Si les clubs ne peuvent plus vendre, le « cannabo-tourisme » semble vouer à disparaître. « Il était déjà en déclin avec la pandémie, ceux qui faisaient leur pain avec les touristes ont dû mettre en pause leur activité ou fermer » indique Eric Asensio de CatFac. Il rappelle que la promotion de la consommation de drogue est considéré comme un délit, selon l’article 368 du Code Pénal Espagnol.

Entre attente et collaboration

Les clubs de cannabis n’ont pas dit leur dernier mot. « La culture n’est plus autorisée, alors qu’il y a un suivi de l’origine du produit, mais fumer oui, donc d’où va venir le cannabis des consommateurs ? Du marché noir? » s’interroge le porte-parole. Il demande désormais au gouvernement de donner les compétences aux communes afin qu’elles puissent s’adapter aux particularités de leur ville.
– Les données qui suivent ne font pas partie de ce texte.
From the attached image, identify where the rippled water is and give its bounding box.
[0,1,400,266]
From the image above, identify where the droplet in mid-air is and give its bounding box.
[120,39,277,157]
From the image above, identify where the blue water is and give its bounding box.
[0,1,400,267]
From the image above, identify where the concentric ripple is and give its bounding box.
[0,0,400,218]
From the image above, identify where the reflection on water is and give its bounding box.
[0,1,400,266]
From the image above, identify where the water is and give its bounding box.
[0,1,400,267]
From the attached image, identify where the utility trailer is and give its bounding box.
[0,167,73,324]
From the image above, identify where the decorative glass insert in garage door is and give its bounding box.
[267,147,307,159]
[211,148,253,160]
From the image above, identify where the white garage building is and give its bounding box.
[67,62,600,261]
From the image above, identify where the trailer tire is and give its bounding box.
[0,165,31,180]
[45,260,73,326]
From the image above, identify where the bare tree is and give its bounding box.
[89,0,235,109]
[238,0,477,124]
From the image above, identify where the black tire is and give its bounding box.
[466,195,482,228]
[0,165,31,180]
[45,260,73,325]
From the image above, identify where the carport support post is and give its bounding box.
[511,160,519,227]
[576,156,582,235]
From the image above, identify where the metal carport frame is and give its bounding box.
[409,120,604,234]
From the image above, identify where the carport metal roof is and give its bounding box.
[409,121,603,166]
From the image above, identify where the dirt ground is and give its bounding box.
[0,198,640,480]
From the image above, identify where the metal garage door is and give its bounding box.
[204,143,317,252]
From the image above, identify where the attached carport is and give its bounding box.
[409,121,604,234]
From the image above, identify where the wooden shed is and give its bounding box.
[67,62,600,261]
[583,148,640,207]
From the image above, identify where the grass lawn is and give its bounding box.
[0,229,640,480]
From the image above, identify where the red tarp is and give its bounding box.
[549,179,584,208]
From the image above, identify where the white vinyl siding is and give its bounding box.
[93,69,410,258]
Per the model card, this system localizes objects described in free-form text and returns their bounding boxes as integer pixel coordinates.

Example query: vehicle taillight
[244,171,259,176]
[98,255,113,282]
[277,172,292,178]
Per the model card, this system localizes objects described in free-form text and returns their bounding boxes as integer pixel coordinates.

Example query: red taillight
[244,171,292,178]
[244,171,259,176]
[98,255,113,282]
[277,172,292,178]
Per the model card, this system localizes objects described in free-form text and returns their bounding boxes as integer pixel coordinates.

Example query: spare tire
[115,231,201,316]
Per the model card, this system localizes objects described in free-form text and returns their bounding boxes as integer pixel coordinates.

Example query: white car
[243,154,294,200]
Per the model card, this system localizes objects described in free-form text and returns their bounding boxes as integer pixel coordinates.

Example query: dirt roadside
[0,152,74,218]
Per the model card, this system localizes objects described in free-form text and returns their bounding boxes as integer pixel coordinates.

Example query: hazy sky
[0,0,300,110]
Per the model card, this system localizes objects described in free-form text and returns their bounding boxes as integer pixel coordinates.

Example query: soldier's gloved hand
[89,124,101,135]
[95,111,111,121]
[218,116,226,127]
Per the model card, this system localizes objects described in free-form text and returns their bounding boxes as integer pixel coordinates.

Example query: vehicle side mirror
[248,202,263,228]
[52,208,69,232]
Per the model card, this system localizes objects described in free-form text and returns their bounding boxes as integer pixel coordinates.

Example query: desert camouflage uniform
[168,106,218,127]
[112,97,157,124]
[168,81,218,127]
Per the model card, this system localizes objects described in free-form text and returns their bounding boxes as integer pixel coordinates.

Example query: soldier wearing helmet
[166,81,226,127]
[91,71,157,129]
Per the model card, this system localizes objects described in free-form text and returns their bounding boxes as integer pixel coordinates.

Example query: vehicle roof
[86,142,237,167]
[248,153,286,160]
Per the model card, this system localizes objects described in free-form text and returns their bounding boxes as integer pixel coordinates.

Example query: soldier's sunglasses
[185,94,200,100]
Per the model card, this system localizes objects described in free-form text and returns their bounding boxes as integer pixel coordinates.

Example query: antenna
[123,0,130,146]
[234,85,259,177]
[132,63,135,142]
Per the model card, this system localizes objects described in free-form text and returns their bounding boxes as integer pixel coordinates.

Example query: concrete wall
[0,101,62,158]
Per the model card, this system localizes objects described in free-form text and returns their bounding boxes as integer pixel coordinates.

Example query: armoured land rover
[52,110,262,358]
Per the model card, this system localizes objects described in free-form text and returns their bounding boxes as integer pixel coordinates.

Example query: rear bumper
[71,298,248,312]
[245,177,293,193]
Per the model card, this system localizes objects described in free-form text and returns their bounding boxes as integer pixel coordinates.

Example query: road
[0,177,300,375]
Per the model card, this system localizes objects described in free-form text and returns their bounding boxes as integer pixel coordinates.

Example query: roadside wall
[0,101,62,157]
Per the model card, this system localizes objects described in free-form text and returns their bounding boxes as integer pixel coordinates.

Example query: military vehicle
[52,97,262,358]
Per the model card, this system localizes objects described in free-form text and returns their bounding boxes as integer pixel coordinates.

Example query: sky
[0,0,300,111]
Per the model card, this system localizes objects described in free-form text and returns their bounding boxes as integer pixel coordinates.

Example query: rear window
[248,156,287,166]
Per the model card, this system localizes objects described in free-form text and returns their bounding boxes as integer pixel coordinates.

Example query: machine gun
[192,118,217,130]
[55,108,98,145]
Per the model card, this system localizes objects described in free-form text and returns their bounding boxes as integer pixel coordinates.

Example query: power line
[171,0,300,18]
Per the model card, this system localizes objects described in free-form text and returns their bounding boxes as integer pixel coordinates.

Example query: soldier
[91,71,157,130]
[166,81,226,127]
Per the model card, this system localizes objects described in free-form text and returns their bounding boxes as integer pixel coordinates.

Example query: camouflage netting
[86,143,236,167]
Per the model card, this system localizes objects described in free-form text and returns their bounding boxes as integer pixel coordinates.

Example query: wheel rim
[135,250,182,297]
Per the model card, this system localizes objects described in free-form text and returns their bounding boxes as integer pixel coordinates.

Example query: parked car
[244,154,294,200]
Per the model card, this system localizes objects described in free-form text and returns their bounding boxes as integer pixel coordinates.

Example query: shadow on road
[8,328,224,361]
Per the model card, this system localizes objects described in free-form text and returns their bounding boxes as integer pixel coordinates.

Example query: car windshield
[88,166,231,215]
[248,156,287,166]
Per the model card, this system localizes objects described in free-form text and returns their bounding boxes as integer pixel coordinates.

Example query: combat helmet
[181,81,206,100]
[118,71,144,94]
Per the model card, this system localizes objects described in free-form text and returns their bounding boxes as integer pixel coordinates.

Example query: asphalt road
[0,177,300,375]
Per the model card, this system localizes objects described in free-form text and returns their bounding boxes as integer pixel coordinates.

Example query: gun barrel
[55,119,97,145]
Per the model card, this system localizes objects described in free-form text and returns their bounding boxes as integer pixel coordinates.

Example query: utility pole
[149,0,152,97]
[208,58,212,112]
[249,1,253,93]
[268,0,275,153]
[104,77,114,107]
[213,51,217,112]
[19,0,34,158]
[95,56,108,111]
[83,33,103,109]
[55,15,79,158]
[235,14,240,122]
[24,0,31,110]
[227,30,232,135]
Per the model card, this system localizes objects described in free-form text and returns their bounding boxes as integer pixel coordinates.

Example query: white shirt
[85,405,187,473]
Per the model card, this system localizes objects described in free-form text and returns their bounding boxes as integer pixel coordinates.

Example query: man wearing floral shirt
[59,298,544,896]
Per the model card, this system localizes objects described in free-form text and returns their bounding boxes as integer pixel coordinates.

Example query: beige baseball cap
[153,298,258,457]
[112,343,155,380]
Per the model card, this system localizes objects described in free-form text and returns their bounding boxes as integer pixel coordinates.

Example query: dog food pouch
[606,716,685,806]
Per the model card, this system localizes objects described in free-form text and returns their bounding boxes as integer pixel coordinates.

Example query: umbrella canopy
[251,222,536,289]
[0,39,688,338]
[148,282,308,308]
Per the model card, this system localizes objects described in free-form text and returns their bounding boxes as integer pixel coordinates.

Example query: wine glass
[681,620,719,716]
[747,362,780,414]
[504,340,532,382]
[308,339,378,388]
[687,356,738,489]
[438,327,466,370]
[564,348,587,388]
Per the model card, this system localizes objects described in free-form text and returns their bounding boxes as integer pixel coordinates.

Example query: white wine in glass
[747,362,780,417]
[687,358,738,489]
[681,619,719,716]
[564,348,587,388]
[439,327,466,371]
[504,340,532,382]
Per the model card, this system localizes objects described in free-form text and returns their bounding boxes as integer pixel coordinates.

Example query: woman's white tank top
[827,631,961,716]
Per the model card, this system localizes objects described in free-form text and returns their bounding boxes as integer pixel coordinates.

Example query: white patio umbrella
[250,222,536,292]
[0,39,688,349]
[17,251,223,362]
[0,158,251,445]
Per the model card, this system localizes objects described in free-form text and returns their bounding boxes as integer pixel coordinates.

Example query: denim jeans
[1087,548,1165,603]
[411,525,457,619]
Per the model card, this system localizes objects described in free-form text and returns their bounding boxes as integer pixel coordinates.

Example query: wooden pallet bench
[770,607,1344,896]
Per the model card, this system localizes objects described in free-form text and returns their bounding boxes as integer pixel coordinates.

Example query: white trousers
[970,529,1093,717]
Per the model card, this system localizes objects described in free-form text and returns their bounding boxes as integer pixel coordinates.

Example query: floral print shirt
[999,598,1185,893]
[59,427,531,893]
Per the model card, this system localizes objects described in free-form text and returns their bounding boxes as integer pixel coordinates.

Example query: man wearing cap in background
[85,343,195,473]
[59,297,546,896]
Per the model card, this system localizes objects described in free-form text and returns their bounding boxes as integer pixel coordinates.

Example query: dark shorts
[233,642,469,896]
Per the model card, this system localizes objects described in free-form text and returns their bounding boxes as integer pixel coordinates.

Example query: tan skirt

« C’était déjà une belle avancée la loi catalane de 2017, nous respectons les critères demandés. Nous croyons que notre modèle actuel fonctionne plutôt bien. Nous souhaitons continuer de collaborer avec la mairie » affirme le représentant des fédérations des associations catalanes de cannabis. Selon lui, la municipalité ne les a pas informé directement des changements à venir, « nous ne savons pas quelles seront les dates de contrôle, ça peut être en août, en septembre ou plus tard pour nous laisser le temps de nous adapter à la situation » précise-t-il.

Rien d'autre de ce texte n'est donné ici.